Theoretical consequences of the Mutagenic Chain Reaction for manipulating natural populations
Robert Unckless , Philipp Messer , Andrew Clark
doi: http://dx.doi.org/10.1101/018986

The use of recombinant genetic technologies for population manipulation has mostly remained an abstract idea due to the lack of a suitable means to drive novel gene constructs to high frequency in populations. Recently Gantz and Bier showed that the use of CRISPR/Cas9 technology could provide an artificial drive mechanism, the so-called Mutagenic Chain Reaction (MCR), which could lead to rapid fixation of even a deleterious introduced allele. We establish the equivalence of this system to models of meiotic drive and review the results of simple models showing that, when there is a fitness cost to the MCR allele, an internal equilibrium exists that is usually unstable.

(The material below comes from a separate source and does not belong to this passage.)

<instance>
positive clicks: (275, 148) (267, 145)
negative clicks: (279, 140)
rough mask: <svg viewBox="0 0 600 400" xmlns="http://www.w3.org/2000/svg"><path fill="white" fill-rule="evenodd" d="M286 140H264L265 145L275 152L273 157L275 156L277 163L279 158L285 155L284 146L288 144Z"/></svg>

Introductions must be at a frequency above this critical point for the successful invasion of the MCR allele. These modeling results have important implications for application of MCR in natural populations.

Driven to Extinction: On the Probability of Evolutionary Rescue from Sex-Ratio Meiotic Drive
Robert Unckless , Andrew Clark
doi: http://dx.doi.org/10.1101/018820

Many evolutionary processes result in sufficiently low mean fitness that they pose a risk of species extinction. Sex-ratio meiotic drive was recognized by W.D. Hamilton (1967) to pose such a risk, because as the driving sex chromosome becomes common, the opposite sex becomes rare. We expand on Hamilton’s classic model by allowing for the escape from extinction due to evolution of suppressors of X and Y drivers. We explore differences in the two systems in their probability of escape from extinction. Several novel conclusions are evident, including a) that extinction time scales approximately with the log of population size so that even large populations may go extinct quickly, b) extinction risk is driven by the relationship between female fecundity and drive strength, c) anisogamy and the fact that X and Y drive result in sex ratios skewed in opposite directions, mean systems with Y drive are much more likely to go extinct than those with X drive, and d) suppressors are most likely to become established when the strength of drive is intermediate, since weak drive leads to weak selection for suppression and strong drive leads to rapid extinction.